I am currently working on an old project that was not published years ago and we are trying to resurrect it by mixing it with other data.
The project consists of aproximately 100 microarrays from muscle and liver, meassured in the same individuals. One step is to determine which probes can be considered as being expressed or not, and then, determining what are common between both tissues, to go ahead with other steps.
I am not used to working on microarrays but I have developed the following pipeline:
From raw .CEL files, I have incorporated them to an affy object by using the ReadAffy function in bioconductor. Then, I have calculated the Absent/Present call by usin the mas5calls function, say:
Let's call probeset to the ReadAffy object results by incorporating all the .CEL files to it with phenotypic information
probeset.mas5calls <- mas5calls(probeset) exprs_matrix.mas5calls <- exprs(probeset.mas5calls)
That gives me a matrix with probesets as rows and samples as columns, with a P/M/A code for each probe in each sample, meaning P = Present, or probe expressed, M = Marginal, or probe nearly not expressed, and A = Absent, or probe not expressed.
This probe expression estimatiation is done over raw data, no previous normalisation or filtering done, just over raw .CEL files incorporated to an affy object.
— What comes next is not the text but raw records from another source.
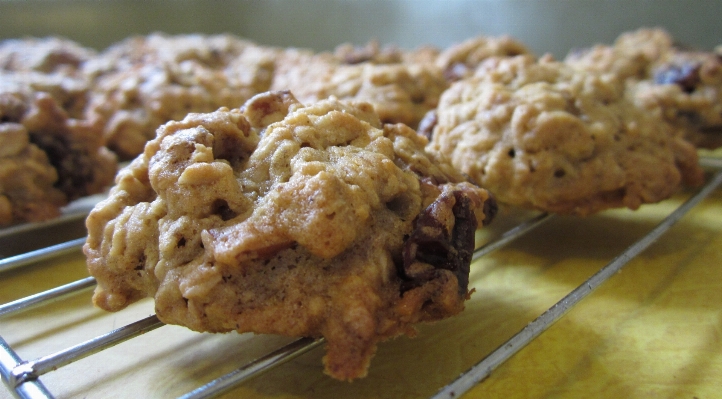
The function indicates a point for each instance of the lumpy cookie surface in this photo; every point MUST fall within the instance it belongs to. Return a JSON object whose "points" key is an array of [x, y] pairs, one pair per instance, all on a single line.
{"points": [[541, 135], [146, 81], [327, 224], [679, 85], [50, 155], [402, 88]]}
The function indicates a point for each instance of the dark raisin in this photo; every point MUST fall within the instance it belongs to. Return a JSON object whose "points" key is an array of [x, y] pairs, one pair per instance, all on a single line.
{"points": [[220, 207], [432, 244], [456, 71], [427, 124], [685, 76]]}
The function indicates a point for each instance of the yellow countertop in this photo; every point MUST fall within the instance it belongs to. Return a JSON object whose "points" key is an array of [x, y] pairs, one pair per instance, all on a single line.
{"points": [[654, 330]]}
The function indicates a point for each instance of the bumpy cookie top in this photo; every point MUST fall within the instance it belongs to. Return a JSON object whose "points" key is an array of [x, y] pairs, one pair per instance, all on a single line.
{"points": [[460, 60], [629, 57], [680, 86], [401, 92], [145, 81], [45, 55], [540, 134], [289, 219], [38, 111]]}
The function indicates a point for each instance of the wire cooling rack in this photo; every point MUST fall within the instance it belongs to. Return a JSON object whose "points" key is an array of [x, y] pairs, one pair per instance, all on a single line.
{"points": [[23, 378]]}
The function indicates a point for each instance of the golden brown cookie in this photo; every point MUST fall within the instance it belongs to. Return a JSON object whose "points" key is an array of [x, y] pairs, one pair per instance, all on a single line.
{"points": [[679, 85], [542, 135], [49, 156], [401, 92], [45, 55], [460, 60], [145, 81], [329, 224]]}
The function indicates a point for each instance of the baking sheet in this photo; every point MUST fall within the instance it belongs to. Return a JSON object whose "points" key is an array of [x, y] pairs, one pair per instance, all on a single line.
{"points": [[653, 330]]}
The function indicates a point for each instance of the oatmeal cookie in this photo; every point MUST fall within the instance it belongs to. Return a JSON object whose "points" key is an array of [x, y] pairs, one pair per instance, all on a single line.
{"points": [[685, 89], [49, 157], [630, 57], [389, 54], [45, 55], [542, 135], [328, 224], [460, 60], [400, 92], [146, 81], [679, 85]]}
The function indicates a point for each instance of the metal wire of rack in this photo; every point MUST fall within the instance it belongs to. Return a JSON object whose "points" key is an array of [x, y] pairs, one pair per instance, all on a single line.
{"points": [[22, 377]]}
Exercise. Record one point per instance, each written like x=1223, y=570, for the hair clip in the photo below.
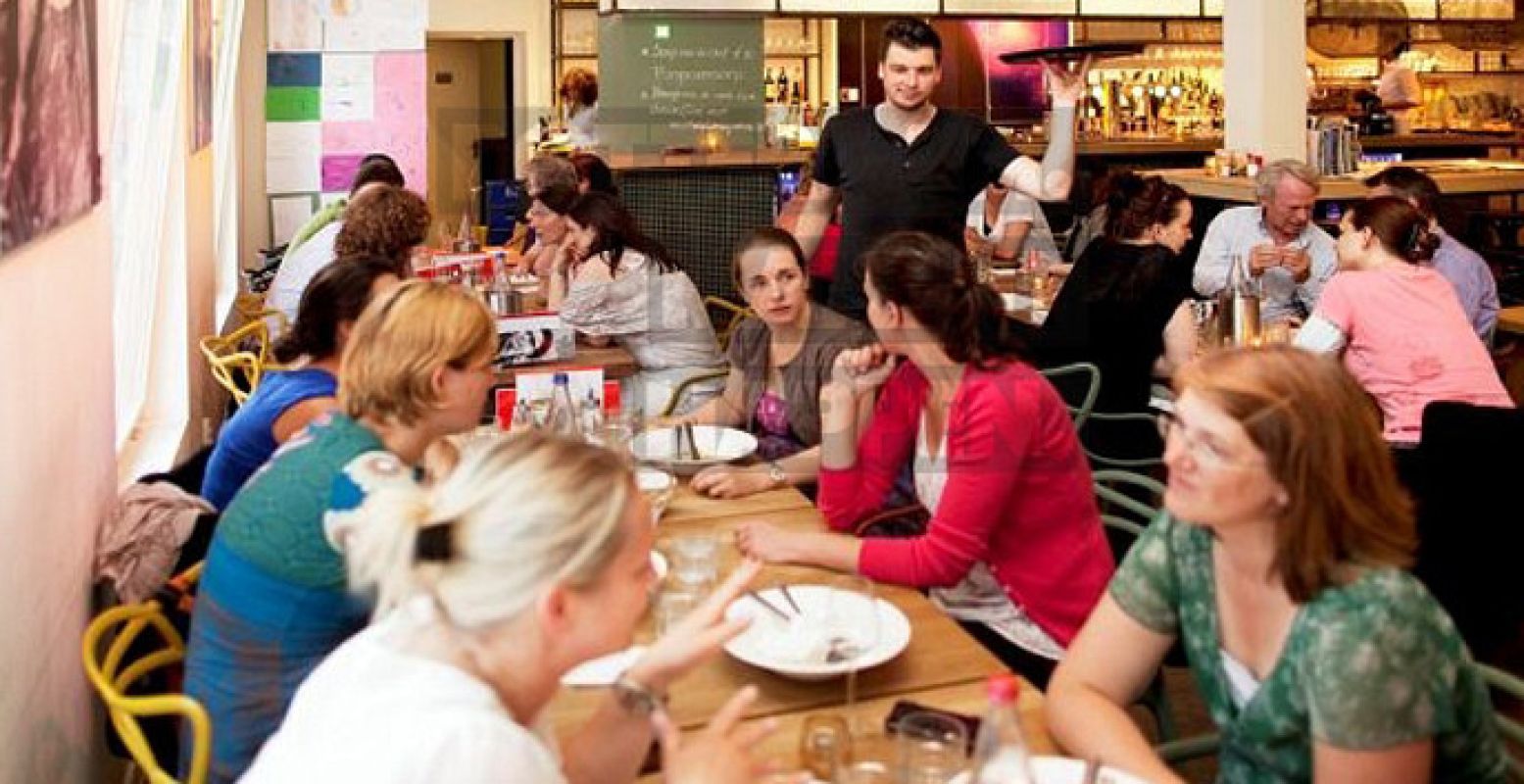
x=434, y=543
Then, I have filtered out the probes, assuming that if there is some A or Absent in any sample, this gene is not expressed and should be discarded.
I have two questions:
Is this approach correct to estimate the expressed probes in a set of .CEL files? starting from raw .CELs and then computing the mas5calls function to them? Should I do any normalisation/filtering prior to that? Are there any other ways to do it? I assume yes, as I checked online, but this was the most straightforward way I found.
When filtering according to P/M/A, just keeping the probe when a P is present for that probe in n samples, which trheshold should I use? Obviously, if I use the most stringent one, say, only taking probes that have a P in all the samples, the amount of probes I get are less, than, say, if I consider just the 50% of samples, or 60/70/80%. Which could be a proper threshold? I have been told about 80-90%, even 100%, but I am not sure about that...
Is there any other function or way to calculate that?